Thirdly, we have... oh no. Oh no no no no. This can't be! Unnnnggghhh! Martin Lawrence? How (arrrrghhGHgh!) could you?! Big Momma 3? Aaaahhgh!! And a step-son? RAAggggh... cinematic abomination... curse you, Tyler Perry... Aaauugh!... who's still watching these... can't... ponder this... anymore without... permanent brain damage... $12 million.
Phew. Just made it through that one. This brings us to the holdovers, which for the most part are a group of films that could use a net. Just Go With It won the weekend for Adam Sandler by the tiniest of margins over Justin Bieber's concert film. While that order should stick this weekend, it'll be further down the box office charts, as Sandler's films of late have not shown anything resembling legs, save for Bedtime Stories, which opened at Christmas. Everything else that could be considered recent has fallen anywhere between 44 and 65 (!) percent in its second weekend.

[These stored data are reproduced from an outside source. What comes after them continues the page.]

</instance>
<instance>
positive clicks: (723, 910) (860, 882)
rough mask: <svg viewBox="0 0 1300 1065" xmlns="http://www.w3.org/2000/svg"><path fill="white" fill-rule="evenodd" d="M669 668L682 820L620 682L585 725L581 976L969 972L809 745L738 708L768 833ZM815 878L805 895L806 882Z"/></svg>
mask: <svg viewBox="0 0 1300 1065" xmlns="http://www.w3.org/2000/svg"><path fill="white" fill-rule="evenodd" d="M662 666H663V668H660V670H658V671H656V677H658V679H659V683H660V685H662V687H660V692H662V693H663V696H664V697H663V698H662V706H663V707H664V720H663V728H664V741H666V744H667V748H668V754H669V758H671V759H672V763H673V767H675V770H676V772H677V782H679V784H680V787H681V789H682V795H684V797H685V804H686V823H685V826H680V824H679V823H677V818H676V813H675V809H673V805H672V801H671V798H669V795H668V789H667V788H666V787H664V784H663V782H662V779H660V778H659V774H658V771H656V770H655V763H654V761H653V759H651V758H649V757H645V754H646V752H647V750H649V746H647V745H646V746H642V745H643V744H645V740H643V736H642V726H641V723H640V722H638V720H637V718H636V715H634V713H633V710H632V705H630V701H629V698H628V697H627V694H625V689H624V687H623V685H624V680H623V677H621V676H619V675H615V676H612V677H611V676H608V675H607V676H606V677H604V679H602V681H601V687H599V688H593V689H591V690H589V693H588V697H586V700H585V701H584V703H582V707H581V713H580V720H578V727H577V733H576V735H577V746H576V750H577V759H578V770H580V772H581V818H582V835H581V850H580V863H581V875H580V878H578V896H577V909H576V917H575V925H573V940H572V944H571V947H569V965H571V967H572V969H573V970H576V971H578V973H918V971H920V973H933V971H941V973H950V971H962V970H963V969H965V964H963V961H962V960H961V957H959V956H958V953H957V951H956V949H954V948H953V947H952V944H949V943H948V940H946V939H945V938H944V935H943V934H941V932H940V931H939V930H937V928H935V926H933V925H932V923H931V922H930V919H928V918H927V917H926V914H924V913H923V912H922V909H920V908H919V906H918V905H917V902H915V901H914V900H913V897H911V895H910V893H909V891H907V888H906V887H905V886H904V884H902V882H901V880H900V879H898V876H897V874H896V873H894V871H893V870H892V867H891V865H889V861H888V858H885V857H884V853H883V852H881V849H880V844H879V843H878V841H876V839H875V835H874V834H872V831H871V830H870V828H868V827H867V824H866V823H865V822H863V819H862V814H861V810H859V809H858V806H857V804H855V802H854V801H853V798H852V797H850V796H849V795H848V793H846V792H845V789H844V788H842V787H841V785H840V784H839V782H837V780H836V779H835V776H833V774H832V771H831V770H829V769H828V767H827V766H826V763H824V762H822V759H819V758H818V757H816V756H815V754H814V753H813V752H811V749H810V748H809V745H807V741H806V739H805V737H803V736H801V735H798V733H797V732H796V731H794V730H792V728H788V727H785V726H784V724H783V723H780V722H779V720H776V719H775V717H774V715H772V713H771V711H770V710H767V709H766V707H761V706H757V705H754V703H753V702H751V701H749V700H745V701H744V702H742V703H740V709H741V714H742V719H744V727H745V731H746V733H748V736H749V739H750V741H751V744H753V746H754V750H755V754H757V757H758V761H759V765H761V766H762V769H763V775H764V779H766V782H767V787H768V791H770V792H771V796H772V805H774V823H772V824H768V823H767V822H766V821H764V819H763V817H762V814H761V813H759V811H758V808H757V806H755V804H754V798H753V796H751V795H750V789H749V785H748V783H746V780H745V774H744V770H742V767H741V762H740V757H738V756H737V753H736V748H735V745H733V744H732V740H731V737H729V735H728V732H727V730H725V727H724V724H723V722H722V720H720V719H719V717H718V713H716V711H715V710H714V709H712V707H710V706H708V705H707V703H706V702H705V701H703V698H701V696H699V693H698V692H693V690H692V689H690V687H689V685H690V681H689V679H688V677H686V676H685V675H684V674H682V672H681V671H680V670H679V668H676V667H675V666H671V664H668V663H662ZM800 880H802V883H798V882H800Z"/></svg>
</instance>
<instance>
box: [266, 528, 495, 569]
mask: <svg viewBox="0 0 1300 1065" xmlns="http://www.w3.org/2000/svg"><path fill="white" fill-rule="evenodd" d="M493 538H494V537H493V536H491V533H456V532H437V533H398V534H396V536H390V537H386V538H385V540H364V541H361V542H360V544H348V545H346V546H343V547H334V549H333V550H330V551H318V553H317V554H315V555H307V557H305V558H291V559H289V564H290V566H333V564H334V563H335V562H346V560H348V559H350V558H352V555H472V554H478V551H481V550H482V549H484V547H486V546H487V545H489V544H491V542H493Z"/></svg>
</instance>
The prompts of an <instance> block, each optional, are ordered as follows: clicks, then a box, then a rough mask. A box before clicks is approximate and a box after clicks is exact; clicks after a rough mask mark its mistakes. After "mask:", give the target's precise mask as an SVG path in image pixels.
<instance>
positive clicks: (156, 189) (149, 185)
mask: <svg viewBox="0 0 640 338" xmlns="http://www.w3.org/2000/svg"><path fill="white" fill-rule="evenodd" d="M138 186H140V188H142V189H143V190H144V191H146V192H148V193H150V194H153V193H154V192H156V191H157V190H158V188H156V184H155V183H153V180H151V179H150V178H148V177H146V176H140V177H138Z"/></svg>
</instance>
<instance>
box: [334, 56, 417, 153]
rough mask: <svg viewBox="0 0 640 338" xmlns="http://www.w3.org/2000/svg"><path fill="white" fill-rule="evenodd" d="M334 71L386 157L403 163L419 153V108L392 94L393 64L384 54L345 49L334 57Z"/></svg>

With Just Go With It receiving some fairly harsh reviews and word-of-mouth, I have to think it will land towards the bottom of that scale, or at best in the middle, dropping to about $16 million over the long weekend.
Let's do a little thought experiment with Never Say Never: how many of Justin Bieber's rabid pre-teen fans do you imagine waited on purpose for the second weekend of his film being in theaters? See my point? Of course you do. Never Say Never should fall from its $29 million opening to around $9 million this weekend.
Gnomeo and Juliet, meanwhile, actually has a chance to not be horrible in its second weekend. While it didn't receive great reviews, it's practically Toy Story compared to the other new releases from last weekend, and as the main kiddie option out there, should at least fare well for a couple of weeks. This weekend should bring it about $18 million.
The King's Speech remains the last Oscar nominee with any kind of significant weekly box office, and should cross $100 million this weekend with another $7 million performance. However, Black Swan has also just passed that same plateau, and True Grit now looks like a $175 million film. Also not to be dismissed is The Fighter, which is inching towards $90 million, though even with multiple Oscars probably can't get to $100 million.